Kedua, dalam satu WAG, seorang mantan anggota DPRDbernama SA membagi pesan, "Indonesia dikenal negara besar yg berpotensi sbg negara maju tentu kurang bijak klo pemimpinnya di HUT KEMERDEKAAN bukan waktu yang tepat untuk menampilkan performance bagian dari suku yang relatif terbelakang."
Ketiga, lewat akun Twitternya, seseorang yang mengidentifikasi diri sebagai RG mencuit, "Pakaian adat dengan kelakuan biadab. Ya bernilai sampah. :)"
Saya hanya akan memusatkan diskusi pada dua risakan tersebut pertama. Risakan ketiga saya abaikan karena dua alasan: seseorang bernama RG telah membantah cuitan itu bukan cuitannya, karena dia mengaku tak punya akun Twitter dan, ini yang terpenting, cuitan itu tak tergolong risakan etnosentris.
Etnosentrisme: menilai etnis lain menggunakan ukuran etnis sendiri.
Sebelum berangkat jauh, saya perlu sampaikan dulu batasan konsep etnosentrisme. Merujuk Encyclopedia Britannica, etnosentrisme menunjuk pada keyakinan akan superioritas budaya etnisku atas budaya etnis lain.
Sebagai contoh saja, seorang etnis Batak menilai etnis Jawa lemah. Orang itu menggunakan ukuran etnisnya tentang sifat kuat: bicara tegas dan keras. Kesimpulannya: etnis Batak kuat, etnis Jawa lemah.
Kesimpulan itu disebut stereotip sosial, suatu prasangka sosial terhadap etnis lain sebagai hasil penilaian yang bersifat etnosentris. Karena sifatnya sepihak, dan terlalu menyederhanakan, maka stereotip umumnya tak sesuai dengan kenyataan.
Pada contoh di atas, sejatinya tidak ada fakta empiris yang bisa menjadi dasar untuk menyimpulkan orang Jawa secara sosial lebih lemah dibanding orang Batak. Jadi, jika ada seorang Batak mengatakan orang Jawa lemah, maka itu masuk kategori merendahkan, menghina atau menista etnis lain.
Etnosentrisme: stereotip etnis Baduy yang terbelakang.

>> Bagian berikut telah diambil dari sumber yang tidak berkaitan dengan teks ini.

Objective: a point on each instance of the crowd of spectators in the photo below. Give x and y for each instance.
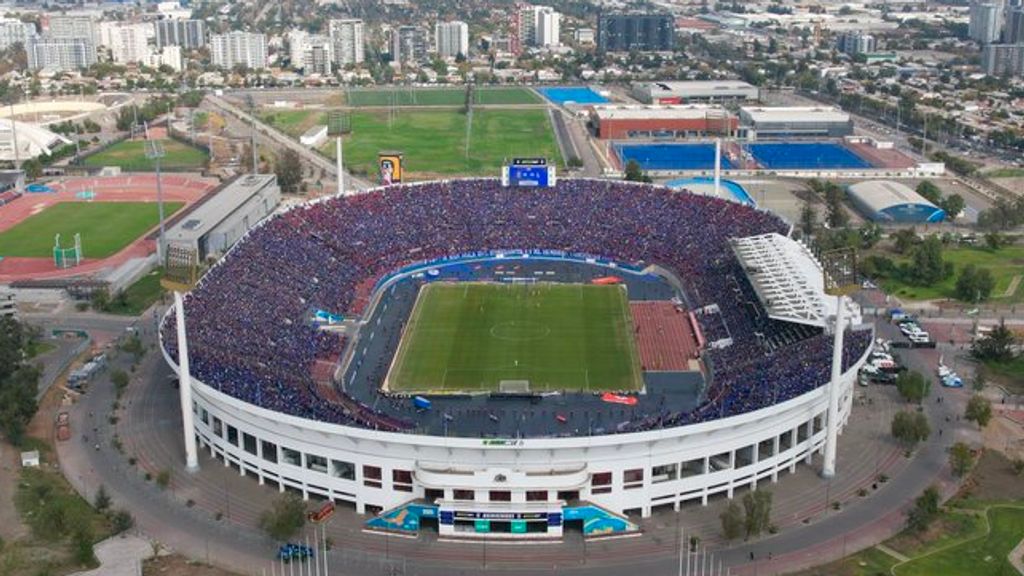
(249, 320)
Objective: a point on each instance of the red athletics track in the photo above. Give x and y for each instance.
(130, 188)
(664, 336)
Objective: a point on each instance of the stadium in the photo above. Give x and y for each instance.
(507, 362)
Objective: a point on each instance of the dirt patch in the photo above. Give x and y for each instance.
(993, 479)
(11, 528)
(175, 565)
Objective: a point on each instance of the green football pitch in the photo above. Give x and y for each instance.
(105, 228)
(473, 337)
(130, 156)
(434, 141)
(439, 96)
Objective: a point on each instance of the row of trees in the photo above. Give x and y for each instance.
(17, 380)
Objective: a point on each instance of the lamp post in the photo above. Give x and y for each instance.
(840, 271)
(155, 152)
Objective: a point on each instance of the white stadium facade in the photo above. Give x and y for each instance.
(537, 481)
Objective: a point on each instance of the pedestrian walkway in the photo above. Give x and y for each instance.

Sikap etnosentris berakibat warga etnis-etnis yang merasa lebih paling maju menilai etnis Baduy itu terbelakang. Indikasinya terbaca jelas pada dua kalimat risakan di atas. Kedua perisak, jika merujuk posisi sosial dan tempat tinggalnya, diduga menilai diri sebagai bagian dari etnis maju.